Ces pratiques réalisées par des personnes exclues du pouvoir de contrôler le travail, la production et la richesse (Sarker, 2015) peuvent être comprises comme un mode de contestation de l’ordre social. Il s’agit de formes subalternes, le plus souvent inaudibles politiquement et scientifiquement, parce que « disqualifiées comme savoirs non conceptuels, comme savoirs insuffisamment élaborés : savoirs naïfs, savoirs hiérarchiquement inférieurs, savoirs en dessous du niveau de la connaissance ou de la scientificité requises » (Foucault, 2001, p. 10).
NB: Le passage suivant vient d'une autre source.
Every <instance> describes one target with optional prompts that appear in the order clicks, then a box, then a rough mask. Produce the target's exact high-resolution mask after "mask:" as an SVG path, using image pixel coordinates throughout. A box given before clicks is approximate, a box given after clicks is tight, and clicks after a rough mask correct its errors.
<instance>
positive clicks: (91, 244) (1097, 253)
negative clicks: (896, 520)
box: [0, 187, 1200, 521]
Le non-recours aux prestations sociales, qu’il soit total ou partiel, temporaire ou définitif, est donc également une critique sociale qui ne se limite pas à un simple calcul coûts/bénéfices. C’est une pratique politique qui remet en question les représentations dominantes de l’Etat, fût-il social, comme une institution toujours positive [3].

Références

  • Eurofound. (2015). Access to social benefits : Reducing non-take-up. 21 septembre 2015.
  • Foucault, Michel. (2001). Il faut défendre la société. Cours au Collège de France (1975-1976). Paris : Le Foucault Électronique.
  • Knüsel, René, & Colombo, Annamaria (éd.). (2014). Accessibilité et non-recours aux services publics. Les Politiques sociales (3&4). Lire aussi leur article : « Non-recours : les raisons du mutisme actuel », REISO, Revue d’information sociale, 19 mars 2015.
  • Neuenschwander, Peter, Hümbelin, Olivier, Kalbematter, Marc, & Ruder, Rosemarie. (2012). Der schwere Gang zum Sozialdienst. Wie Betroffene das Aufnahmeverfahren der Sozialhilfe erleben. Zürich : Seismo Verlag.
  • Odenore. (2012). L’envers de la "fraude sociale". Paris : La Découverte.
  • Oorschot, Wim van, & Math, Antoine. (1996). La question du non-recours aux prestations sociales. Recherches et prévisions, 43(1), 5-17. doi
  • Sarker, Sonita. (2015). Subalternity In and Out of Time, In and Out of History. In David Kreps (Ed.), Gramsci and Foucault : A Reassessment (pp. 91-110). Farnham & Burlington : Ashgate.
  • Tabin, Jean-Pierre, Frauenfelder, Arnaud, Togni, Carola, & Keller, Véréna. (2010). Temps d’assistance. Le gouvernement des pauvres en Suisse romande depuis la fin du XIXe siècle (nouvelle édition revue). Lausanne : Antipodes.
  • Warin, Philippe. (2008). Le non-recours par désintérêt : la possibilité d’un « vivre hors droits ». Vie sociale, 1, 9-19.
  • Warin, Philippe. (2010). Le non-recours : définition et typologies. Odenore, document de travail.
  • Warin, Philippe. (2014). L’action sur le non-recours devant les résistances du travail social. Revue française des affaires sociales, n°1-2 (1).

[1] Voir par exemple cette page internet de la HETS Genève.

[2] Site officiel du Revenu de solidarité active, consulté le 16.4.2016.

[3] C’est cette dimension politique qui nous intéresse dans la recherche que nous menons dans le cadre du programme de recherche LIVES, Surmonter la vulnérabilité, perspective du parcours de vie.